Now let me come to the question raised by the organiser of the conference. Is this a “Substitute for a World War or a Prelude to It”? I don’t think we are sliding into a world war or even prelude of it, but there is indeed danger of a conflict between Beijing and Washington in the Taiwan Strait and the South China Sea.
Biden said that US rivalry with China will take the form of “extreme competition” rather than conflict. I kind of believe in him, because neither China nor the US wants a conflict, let alone a war. But the problem is: if we are in extreme competition, are we far away from conflict? There have already been quite a few accidents, including a deadly collision between military aircraft in 2001 and dangerous encounters by naval ships at sea. All the accidents so far have occurred in China’s, not America’s, periphery. Naturally enough, the US is the troublemaker.
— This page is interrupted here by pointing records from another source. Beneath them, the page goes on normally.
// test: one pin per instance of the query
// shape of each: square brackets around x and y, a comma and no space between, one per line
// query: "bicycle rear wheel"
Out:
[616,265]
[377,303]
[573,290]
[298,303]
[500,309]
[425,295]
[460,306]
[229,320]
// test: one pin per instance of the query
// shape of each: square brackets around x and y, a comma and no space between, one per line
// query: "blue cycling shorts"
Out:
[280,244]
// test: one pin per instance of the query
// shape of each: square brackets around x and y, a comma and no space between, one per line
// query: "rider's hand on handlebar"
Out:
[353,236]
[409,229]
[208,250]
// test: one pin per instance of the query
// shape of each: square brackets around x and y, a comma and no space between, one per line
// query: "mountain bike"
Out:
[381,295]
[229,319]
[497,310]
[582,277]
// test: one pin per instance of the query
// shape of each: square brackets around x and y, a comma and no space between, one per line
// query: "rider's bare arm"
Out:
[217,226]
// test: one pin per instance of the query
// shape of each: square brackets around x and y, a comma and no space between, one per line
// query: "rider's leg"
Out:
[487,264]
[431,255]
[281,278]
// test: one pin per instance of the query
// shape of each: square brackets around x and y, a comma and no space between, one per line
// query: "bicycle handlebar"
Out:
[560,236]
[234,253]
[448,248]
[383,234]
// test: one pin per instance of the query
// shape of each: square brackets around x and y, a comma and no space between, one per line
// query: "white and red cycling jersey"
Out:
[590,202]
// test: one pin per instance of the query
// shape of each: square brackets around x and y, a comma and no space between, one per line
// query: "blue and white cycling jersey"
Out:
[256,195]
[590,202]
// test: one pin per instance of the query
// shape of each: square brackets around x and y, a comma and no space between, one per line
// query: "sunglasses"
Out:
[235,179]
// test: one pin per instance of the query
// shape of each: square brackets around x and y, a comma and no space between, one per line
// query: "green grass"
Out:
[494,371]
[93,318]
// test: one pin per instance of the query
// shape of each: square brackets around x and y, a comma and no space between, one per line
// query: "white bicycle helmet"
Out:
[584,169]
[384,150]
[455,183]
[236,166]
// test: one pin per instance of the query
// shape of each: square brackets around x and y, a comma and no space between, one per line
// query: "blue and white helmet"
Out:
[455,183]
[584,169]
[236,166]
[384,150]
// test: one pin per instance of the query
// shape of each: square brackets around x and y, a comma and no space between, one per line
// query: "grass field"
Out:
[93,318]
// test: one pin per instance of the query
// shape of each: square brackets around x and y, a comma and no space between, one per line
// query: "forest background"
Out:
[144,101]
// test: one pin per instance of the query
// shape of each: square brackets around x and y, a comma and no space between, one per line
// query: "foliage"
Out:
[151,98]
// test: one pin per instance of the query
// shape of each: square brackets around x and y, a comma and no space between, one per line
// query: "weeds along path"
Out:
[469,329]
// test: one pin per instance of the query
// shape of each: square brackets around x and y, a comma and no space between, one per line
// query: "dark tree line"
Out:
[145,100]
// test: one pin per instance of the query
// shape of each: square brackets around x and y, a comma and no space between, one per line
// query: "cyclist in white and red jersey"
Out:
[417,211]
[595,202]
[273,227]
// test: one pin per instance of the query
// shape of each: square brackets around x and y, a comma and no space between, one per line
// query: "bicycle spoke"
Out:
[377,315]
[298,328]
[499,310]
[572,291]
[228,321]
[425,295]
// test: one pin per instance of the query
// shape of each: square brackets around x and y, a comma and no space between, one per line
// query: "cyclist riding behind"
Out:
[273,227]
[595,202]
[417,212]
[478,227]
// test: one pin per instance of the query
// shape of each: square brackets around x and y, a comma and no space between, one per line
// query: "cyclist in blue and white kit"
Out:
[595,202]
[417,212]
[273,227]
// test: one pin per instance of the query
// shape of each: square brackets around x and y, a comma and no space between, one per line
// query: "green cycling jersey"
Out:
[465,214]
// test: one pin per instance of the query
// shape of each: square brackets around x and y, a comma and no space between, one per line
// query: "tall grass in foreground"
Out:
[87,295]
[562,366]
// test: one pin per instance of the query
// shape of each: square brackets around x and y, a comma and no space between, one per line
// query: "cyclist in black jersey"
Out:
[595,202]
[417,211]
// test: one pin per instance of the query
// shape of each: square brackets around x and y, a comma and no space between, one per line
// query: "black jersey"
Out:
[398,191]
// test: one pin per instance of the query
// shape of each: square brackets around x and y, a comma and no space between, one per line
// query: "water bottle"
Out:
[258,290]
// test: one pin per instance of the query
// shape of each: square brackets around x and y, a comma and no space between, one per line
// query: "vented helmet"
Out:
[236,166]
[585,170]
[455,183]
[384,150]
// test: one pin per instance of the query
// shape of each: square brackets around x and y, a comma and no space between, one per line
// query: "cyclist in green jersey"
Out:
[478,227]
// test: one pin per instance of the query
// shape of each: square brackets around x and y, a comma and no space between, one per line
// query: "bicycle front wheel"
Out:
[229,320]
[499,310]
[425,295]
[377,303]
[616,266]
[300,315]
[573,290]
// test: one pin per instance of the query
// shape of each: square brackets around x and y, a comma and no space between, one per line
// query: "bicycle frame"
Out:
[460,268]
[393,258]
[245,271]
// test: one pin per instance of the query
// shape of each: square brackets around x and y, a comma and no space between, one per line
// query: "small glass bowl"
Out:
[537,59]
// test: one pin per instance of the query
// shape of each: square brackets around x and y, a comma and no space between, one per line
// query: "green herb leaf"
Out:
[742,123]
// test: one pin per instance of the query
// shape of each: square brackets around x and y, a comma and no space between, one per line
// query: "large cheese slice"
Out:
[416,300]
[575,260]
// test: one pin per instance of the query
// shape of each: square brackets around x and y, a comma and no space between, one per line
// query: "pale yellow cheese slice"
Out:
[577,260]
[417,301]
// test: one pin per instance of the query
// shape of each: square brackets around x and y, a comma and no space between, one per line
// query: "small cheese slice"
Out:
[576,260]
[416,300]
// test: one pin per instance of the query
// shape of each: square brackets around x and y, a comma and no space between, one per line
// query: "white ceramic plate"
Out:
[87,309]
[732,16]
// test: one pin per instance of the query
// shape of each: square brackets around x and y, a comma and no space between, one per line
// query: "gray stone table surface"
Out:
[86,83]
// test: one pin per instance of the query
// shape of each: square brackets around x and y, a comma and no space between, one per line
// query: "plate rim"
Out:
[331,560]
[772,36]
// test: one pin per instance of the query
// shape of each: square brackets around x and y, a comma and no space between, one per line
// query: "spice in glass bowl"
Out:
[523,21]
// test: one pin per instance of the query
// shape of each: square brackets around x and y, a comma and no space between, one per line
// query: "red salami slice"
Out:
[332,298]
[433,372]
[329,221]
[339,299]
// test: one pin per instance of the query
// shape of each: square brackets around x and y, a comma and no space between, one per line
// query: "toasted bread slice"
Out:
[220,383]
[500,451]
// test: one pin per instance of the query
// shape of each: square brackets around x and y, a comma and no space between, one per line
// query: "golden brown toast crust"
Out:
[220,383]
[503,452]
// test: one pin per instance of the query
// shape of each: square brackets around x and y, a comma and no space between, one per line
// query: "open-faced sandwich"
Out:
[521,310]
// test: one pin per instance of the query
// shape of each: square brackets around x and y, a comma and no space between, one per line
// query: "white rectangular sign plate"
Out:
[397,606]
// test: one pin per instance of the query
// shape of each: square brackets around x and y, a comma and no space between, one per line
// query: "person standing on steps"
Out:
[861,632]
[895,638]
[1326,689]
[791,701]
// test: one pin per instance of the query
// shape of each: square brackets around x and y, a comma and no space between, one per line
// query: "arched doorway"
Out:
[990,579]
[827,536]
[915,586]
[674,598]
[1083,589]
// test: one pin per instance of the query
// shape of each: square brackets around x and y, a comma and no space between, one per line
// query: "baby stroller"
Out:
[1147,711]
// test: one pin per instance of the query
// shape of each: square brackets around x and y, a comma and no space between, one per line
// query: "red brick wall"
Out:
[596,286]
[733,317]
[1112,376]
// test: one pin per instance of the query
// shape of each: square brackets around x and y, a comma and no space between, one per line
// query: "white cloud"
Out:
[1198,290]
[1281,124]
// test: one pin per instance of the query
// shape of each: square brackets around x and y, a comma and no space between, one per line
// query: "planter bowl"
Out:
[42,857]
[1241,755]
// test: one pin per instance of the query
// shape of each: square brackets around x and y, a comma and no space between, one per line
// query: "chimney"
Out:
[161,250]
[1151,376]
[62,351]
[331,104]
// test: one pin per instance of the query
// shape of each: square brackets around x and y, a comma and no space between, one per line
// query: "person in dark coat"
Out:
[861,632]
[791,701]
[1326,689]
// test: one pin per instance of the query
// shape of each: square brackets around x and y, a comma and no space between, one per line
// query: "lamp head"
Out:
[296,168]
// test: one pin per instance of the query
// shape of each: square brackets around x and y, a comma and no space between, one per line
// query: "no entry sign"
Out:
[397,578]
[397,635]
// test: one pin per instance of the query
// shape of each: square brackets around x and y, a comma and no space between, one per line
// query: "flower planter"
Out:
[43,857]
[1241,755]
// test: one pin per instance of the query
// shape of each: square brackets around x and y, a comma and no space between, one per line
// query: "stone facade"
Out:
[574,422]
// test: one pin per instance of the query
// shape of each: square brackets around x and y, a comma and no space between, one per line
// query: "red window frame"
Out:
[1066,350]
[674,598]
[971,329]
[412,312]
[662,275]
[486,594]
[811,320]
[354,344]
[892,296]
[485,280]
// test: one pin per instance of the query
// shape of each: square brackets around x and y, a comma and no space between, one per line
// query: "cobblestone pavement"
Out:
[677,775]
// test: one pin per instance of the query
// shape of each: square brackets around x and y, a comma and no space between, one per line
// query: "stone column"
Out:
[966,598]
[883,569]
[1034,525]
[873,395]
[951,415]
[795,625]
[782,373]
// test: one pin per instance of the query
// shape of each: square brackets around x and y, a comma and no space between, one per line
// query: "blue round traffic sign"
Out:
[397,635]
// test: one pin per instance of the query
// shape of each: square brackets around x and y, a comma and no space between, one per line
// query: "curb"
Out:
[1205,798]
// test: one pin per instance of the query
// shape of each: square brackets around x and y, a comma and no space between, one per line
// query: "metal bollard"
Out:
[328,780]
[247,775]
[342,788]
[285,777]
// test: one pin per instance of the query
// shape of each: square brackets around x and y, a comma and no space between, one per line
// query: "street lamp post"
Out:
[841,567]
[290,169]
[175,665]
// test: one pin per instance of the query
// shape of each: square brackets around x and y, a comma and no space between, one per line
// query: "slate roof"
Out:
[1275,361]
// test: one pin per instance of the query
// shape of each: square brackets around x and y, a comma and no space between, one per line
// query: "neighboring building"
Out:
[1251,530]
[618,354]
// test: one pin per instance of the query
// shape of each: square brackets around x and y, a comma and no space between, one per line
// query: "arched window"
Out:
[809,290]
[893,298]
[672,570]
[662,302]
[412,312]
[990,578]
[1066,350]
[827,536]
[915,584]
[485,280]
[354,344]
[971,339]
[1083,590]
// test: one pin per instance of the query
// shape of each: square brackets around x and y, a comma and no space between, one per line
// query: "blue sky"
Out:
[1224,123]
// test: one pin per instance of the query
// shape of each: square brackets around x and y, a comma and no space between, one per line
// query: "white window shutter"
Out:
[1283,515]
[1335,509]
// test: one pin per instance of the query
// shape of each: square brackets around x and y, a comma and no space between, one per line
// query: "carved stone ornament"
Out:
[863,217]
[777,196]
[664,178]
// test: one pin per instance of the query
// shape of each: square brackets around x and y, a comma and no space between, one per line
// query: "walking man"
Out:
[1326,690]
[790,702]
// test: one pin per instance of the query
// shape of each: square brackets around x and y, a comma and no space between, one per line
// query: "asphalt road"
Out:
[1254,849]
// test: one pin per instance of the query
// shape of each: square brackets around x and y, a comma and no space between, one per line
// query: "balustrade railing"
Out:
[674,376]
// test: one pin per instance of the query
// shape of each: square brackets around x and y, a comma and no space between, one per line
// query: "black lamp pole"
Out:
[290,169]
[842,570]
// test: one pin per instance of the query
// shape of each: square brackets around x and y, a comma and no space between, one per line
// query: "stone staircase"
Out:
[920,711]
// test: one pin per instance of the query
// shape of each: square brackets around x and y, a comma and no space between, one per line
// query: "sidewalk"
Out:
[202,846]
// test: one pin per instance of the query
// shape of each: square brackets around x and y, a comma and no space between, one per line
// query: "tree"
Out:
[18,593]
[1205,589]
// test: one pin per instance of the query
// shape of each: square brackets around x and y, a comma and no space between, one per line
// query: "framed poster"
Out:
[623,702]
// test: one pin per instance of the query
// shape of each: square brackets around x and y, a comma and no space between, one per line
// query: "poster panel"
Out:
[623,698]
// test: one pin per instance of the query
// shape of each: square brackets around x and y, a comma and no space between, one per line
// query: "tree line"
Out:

If the 20-year war in Afghanistan is a “forever war” for the United States, then its competition with China must be “forever competition”, because it will surely last longer than twenty years. In the years ahead, China-US competition will most certainly intensify in that the US will take it as the last chance to bring down a rising power, but there is no guarantee it will succeed. China’s rise is from within the current international system, that was to a great extent established by the West and led by the US. Today China is so integrated with the system that it vows to be a guardian of the existing international order. Therefore, America’s efforts to bash China will bring damage to the international system and hurt the US itself.
Although the US is still much stronger than the PLA militarily, the gap in the Western Pacific is closing in China’s favour. Thanks to the progress made in the last four decades, the PLA has all the advantages of being on home turf in a conflict. As the New York times has observed, “it is far more difficult for the United States and its allies to project power thousands of miles to Taiwan than it is for China to project power 100 miles across the Taiwan Strait”, and “neither AUKUS submarines nor US bombers flying from northern Australia are likely to tip the balance”.
China believes “the world is undergoing great changes that have not been seen in a century”, but it is confident about the future. In the 21st century, no change has been greater than the rise of China. The global power is shifting irreversibly from the west to the east, with China playing a central role in this process. Although it is not entirely up to Beijing to choose between peace and war, China today is certainly in a better position to shape her environment and avert wars.